The second way to put composite inputs on an old TV is to connect a VCR to it. Chances are you already have a VCR. Every VCR I’ve ever seen has composite inputs, which are intended to allow you to chain two VCRs to a TV.
But most brand-name DVD players have copy protection circuitry that detects the presence of a VCR and degrades the picture to an unacceptable level. This is because Hollywood is convinced the only reason someone would connect a DVD player and a VCR in tandem is to make copies of DVDs. And since the lack of composite inputs on old TVs presents an opportunity to sell more stuff, and most big-name makers of DVD players also make stuff like TVs, they’re more than happy to comply.
The brands you’ve never heard of, however, really don’t give a rip. They care about making stuff cheap. And, well, extra circuitry means extra cost. So that’s one reason to leave it out. And China is notorious for thumbing its nose at Western copyright law anyway. (I find it really frightening that totalitarian China is more interested in my rights as a consumer than the supposed Republic of the United States, but that’s another topic.)
Connecting a VCR to a TV through its antenna doesn’t noticeably affect picture quality, because VHS’ picture quality is lower than that of broadcast TV. Connecting a DVD player through the antenna–whether through a VCR or an aftermarket RF modulator–does reduce picture quality. But the picture will still look better than VHS-quality.
Every time I’ve looked, I’ve been able to find no-name DVD players for $60-$65. Name-brand ones cost closer to $100. So a cheapie could potentially save you $70, if it saves you from having to buy an RF modulator.
But even if your TV has composite and/or S-Video inputs, you probably still want the ability to chain your DVD player through your VCR. Because chances are you still want to keep your VCR around for recording TV shows (don’t tell Hollywood) and watching all your old tapes that you don’t re-buy on DVD.

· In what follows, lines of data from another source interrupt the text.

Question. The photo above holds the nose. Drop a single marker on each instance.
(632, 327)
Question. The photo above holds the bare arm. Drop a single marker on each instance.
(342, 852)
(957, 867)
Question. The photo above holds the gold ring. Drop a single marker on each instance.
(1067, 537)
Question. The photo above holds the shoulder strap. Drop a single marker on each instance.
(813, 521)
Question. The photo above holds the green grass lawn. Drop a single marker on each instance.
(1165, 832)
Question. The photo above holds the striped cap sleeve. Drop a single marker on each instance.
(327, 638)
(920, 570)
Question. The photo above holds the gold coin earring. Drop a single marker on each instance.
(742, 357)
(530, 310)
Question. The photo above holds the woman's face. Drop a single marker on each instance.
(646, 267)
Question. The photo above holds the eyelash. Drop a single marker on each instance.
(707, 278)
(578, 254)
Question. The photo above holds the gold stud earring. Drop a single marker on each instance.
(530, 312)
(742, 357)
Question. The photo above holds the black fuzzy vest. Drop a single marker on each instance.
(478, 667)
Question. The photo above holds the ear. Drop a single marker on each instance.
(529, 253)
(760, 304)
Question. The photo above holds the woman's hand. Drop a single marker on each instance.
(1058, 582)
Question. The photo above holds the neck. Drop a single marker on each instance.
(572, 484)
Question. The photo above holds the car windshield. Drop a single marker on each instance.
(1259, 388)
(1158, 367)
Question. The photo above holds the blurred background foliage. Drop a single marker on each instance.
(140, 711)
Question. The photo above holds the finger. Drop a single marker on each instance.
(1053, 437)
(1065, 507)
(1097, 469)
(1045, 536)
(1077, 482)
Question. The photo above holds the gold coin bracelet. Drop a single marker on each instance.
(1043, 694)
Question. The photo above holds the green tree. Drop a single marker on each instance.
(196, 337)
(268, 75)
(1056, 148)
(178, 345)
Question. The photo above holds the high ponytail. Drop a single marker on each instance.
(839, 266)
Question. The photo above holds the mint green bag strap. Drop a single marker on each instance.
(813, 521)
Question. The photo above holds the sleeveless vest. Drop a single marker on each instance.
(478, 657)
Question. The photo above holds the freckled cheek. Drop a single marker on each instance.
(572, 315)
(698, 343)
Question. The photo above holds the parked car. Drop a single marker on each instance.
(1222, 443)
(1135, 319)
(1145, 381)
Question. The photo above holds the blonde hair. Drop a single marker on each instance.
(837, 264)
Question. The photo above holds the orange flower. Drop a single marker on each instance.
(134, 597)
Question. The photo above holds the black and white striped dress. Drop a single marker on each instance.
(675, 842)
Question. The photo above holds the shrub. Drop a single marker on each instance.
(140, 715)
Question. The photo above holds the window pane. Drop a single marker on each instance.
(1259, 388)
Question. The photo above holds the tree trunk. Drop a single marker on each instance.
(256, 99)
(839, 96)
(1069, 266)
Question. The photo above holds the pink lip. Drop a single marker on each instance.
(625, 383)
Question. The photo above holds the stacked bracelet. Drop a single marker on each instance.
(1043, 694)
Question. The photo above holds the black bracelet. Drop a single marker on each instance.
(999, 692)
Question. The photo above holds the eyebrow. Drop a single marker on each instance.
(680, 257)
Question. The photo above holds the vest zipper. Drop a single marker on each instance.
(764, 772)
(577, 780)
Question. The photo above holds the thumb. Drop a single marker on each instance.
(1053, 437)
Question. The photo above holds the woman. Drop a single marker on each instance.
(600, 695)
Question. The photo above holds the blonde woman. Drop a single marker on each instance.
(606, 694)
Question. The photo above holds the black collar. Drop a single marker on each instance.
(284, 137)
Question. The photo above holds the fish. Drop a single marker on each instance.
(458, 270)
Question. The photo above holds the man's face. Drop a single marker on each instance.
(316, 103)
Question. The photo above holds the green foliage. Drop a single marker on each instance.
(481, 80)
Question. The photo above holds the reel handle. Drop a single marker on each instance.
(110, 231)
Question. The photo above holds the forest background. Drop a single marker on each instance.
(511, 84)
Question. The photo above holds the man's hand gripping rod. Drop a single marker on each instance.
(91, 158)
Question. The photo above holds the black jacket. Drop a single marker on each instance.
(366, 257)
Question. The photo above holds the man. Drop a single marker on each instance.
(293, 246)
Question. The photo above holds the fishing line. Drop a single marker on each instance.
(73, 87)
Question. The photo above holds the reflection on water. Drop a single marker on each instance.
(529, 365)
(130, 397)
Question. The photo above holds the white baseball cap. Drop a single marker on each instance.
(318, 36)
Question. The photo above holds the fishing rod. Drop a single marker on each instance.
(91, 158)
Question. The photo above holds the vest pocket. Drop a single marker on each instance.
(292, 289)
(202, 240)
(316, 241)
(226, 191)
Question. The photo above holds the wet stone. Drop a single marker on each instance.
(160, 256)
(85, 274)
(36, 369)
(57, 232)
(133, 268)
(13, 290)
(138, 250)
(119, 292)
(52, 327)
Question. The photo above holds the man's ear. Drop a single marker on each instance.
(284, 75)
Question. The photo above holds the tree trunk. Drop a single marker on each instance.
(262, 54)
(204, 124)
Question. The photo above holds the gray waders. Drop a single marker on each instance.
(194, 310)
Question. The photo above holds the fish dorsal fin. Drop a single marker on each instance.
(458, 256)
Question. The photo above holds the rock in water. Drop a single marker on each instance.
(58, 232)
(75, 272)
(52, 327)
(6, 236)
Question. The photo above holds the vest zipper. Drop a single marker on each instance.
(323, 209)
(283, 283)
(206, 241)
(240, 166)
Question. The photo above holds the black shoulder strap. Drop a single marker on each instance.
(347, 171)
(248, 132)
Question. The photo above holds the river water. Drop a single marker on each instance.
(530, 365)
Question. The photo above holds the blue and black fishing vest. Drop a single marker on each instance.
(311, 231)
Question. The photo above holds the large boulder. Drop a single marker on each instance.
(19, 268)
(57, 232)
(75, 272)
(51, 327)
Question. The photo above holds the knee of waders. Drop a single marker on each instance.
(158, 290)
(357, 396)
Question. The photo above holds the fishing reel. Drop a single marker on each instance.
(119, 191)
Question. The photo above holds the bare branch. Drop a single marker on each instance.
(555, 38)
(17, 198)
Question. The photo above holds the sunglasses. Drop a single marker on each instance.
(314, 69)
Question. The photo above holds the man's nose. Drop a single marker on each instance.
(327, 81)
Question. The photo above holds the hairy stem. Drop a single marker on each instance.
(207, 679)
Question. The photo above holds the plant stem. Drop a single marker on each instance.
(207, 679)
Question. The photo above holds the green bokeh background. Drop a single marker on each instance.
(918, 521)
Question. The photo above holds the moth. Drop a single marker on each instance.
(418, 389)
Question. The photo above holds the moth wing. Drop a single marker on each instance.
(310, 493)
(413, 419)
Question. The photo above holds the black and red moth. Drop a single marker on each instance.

An awful lot of TVs that have those inputs have two sets of inputs, one on the front and one in the back. If you ever connect your camcorder to your TV, you want to save your front-mounted inputs for that, to save fumbling around. If you have a videogame console that you’re in the habit of disconnecting and reconnecting, you want your front inputs for that.
Having the ability to chain your new DVD player to your old VCR gives you more options in setting things up. Options are good.
If you just got a DVD player and you’re having problems with it, you might just want to exchange it for a no-name model.
Finally, if you’re into foreign films and want to import DVDs to get movies you can’t get in the United States yet (if ever), you’re much more likely to be able to disable region codes on a no-name cheapie than you are on a big name brand.
What about reliability? Yes, a $60 no-name model is probably more likely to break than a $100 brand-name one. How much more likely? It’s hard to say. Is it worth the risk? Absolutely. In all likelihood, by the time your cheapie breaks, you’ll be able to buy a replacement cheapie for 40 bucks. Or, since many cheapies use a plain old IDE DVD-ROM drive like your PC, and that drive is the only mechanical part in a DVD player, you stand an awfully good chance of being able to fix the thing yourself. It’s pretty easy to find an IDE DVD drive for $50 or less right now. Within 18 months, I expect them to be selling for $20. If not sooner.
Finally, a tip: If your TV has S-Video inputs, use them. Using S-Video instead of the more conventional composite gives you a sharper picture and better color accuracy. With VHS, this doesn’t make a lot of difference because the format is really low-quality to begin with, and tapes wear out and reduce it even more. There are a lot of things that can go wrong before the signal even starts to travel down that set of cables.
Since DVD has much higher resolution and doesn’t wear out, you’ll notice the difference.